Unter der Woche studierte er zu dem Zeitpunkt Biogeographie in Trier, am Wochenende kartierte er zu Hause in Ostwestfalen für den Atlas Deutscher Brutvogelarten und beteiligte sich ehrenamtlich an Wasservogelzählungen. Er war bestens vernetzt und alle anderen Vogelbeobachter in der Region nahmen sein Internet-Angebot sofort dankbar auf. Fünf Jahre lang informierten sich die ostwestfälischen Birder auf der lokalen Plattform und schickten Christopher ihre neuesten Beobachtungen per Mail, die er alle gewissenhaft eintrug.

BEREITS IN DIESEN ERSTEN FÜNF JAHREN SAMMELTE ER TAUSENDE VON VOGELDATEN, DIE JEDOCH RELATIV BESCHEIDEN WAREN IM VERGLEICH ZU SEINEM SPÄTEREN DATENSCHATZ. BIS DAHIN WAR ES ABER NOCH EIN LANGER ENTWICKLUNGSWEG MIT VIELEN SPANNENDEN ERFAHRUNGEN.

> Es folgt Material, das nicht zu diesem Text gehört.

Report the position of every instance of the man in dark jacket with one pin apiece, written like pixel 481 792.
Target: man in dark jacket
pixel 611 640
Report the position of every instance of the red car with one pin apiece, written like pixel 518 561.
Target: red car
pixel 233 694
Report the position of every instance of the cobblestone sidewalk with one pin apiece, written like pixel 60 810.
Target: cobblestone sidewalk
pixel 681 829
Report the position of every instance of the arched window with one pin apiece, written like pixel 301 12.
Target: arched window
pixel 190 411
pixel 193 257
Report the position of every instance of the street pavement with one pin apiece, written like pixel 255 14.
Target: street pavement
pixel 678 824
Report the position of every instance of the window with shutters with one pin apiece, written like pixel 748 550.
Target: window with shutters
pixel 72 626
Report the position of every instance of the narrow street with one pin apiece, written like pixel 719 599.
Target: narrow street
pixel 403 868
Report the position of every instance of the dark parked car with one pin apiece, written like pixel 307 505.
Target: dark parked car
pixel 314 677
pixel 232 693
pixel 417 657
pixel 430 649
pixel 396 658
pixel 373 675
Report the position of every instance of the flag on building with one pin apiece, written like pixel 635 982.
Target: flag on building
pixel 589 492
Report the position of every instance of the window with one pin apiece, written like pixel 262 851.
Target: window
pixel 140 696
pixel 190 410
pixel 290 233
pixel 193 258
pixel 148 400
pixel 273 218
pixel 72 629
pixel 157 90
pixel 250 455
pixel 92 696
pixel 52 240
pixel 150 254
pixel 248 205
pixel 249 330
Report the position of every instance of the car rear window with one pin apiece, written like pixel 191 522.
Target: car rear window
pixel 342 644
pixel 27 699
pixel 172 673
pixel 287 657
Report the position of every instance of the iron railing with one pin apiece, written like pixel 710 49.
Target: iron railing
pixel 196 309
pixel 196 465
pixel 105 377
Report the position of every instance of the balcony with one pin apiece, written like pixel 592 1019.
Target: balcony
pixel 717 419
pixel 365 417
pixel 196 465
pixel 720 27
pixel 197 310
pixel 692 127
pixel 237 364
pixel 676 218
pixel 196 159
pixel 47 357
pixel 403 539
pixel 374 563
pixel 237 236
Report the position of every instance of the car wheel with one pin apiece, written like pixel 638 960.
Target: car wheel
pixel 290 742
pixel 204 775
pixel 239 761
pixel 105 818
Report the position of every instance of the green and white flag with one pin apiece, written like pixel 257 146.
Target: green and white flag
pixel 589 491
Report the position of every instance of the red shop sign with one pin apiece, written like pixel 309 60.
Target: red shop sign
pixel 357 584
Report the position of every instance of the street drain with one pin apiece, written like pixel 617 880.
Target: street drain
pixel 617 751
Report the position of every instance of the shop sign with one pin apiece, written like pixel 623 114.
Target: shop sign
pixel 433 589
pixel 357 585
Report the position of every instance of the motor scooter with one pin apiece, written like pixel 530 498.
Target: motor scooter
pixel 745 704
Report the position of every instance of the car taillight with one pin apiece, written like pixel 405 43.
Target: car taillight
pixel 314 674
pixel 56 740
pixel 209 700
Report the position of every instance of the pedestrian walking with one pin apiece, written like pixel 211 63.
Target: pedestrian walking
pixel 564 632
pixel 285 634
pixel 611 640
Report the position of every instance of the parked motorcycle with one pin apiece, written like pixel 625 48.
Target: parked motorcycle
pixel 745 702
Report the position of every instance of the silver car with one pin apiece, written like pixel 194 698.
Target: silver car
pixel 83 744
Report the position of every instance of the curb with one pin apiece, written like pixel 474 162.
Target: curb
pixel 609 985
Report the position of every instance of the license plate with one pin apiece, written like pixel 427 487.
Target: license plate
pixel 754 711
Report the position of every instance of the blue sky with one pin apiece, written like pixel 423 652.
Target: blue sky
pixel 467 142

Vom Großen Torfmoor bis nach Aserbaidschan
Angefixt von der Vogelbeobachtung war Christopher König schon sehr früh. Sein Großvater nahm ihn als kleinen Jungen auf lange Wanderungen durchs Große Torfmoor im nördlichen Nordrhein-Westfalen mit und erklärte ihm die Tier- und Pflanzenwelt. Der Vater züchtete exotische Vögel in Volieren im Garten, die sein Sohn mit versorgte.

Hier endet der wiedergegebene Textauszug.